Media Moves

Bloomberg’s Mider on covering the tax inversion story

October 13, 2014

Posted by Liz Hester

Zachary Mider is an enterprise reporter at Bloomberg News covering company stories, many of which are research based.

This year, he has helped lead Bloomberg’s coverage of the tax inversion issue and last year he focused on billionaires avoiding personal taxes. Since joining Bloomberg in August 2006, he’s covered mergers and acquisitions, insurance and general assignment stories. He came to Bloomberg from the Providence Journal in Rhode Island.

Zach spoke with Talking Biz News about his Bloomberg career and what it’s like covering an ongoing, breaking news story with many angles.

What’s your favorite part of the job?

It’s great to be at a place with a bright future. We’re investing in the business and news, and trying to be better tomorrow than we are today. We’re adding people and resources. When I want to write something, I can do it and I’m not being asked to do the jobs of three other people who were laid off. I’m really grateful since that’s not how it is across the news business. It’s great to be at a place that is prioritizing news.

How do you stay motivated, particularly given the pace of working as a wire service reporter?

I like to be the one to find things out. I don’t know if I were an editor if I would be able to satisfy my curiosity. I like getting to ask the questions and do the research myself. That’s what I like to do more than anything. There are some reporters who are more writers who do the reporting because they have to, and there are others who are reporters who do the writing because they have to.

What really motives me is to find out information and learn for myself.
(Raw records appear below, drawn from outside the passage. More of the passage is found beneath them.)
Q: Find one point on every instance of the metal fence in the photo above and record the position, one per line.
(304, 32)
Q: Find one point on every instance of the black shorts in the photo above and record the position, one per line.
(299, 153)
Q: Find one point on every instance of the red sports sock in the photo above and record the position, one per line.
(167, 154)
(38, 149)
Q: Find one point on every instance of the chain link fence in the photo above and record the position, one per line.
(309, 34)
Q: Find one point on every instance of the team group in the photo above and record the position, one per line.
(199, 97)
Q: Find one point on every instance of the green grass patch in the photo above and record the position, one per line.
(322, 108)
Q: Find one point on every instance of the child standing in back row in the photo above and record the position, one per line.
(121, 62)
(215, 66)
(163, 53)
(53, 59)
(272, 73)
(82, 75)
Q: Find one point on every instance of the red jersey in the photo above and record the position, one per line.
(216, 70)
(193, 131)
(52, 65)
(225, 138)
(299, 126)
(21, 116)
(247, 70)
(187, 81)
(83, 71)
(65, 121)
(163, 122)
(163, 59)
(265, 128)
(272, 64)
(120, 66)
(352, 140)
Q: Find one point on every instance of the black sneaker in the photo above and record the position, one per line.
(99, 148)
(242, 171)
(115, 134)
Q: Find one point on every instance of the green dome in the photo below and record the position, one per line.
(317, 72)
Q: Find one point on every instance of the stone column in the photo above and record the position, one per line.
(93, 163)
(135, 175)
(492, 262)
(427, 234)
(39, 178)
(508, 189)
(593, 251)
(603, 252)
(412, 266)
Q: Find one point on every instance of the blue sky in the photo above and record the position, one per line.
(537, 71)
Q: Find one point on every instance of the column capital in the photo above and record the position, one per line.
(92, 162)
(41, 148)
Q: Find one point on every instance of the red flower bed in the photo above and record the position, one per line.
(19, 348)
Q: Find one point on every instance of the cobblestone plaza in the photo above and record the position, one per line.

Being an editor, I would have to rely on someone else to that for me.

You’ve been taking the lead on the tax inversion issue, how do you approach a long-term story like that? How did you get into this coverage?

I’ve been writing about tax inversions since the beginning of the year. I didn’t realize it at first, but pretty soon I determined that this had the potential to be a story that would get attention in Washington. There are a lot of tax avoidance techniques that have been around for years and people in D.C. don’t focus on them; you don’t hear the President talking about it. But inversions kept coming up as an issue and there was lots of interest in Congress. There’s a real-time political story playing out as well as an investing story about what companies are doing. It feels more live and that’s exciting.

As for finding the issue, it sounded like from talking to people in New York that a lot of companies were considering doing these transactions. I realized that if enough companies and big enough companies do it, it inevitably would spill over and become an issue people talk about. That happened in May when Pfizer tried to do it. Then Walgreens said they were considering it, and Medtronics did it, then Burger King. These are companies that people have actually heard of. There are a lot of these deals in the pipeline, so it seemed like something that was worth spending time on.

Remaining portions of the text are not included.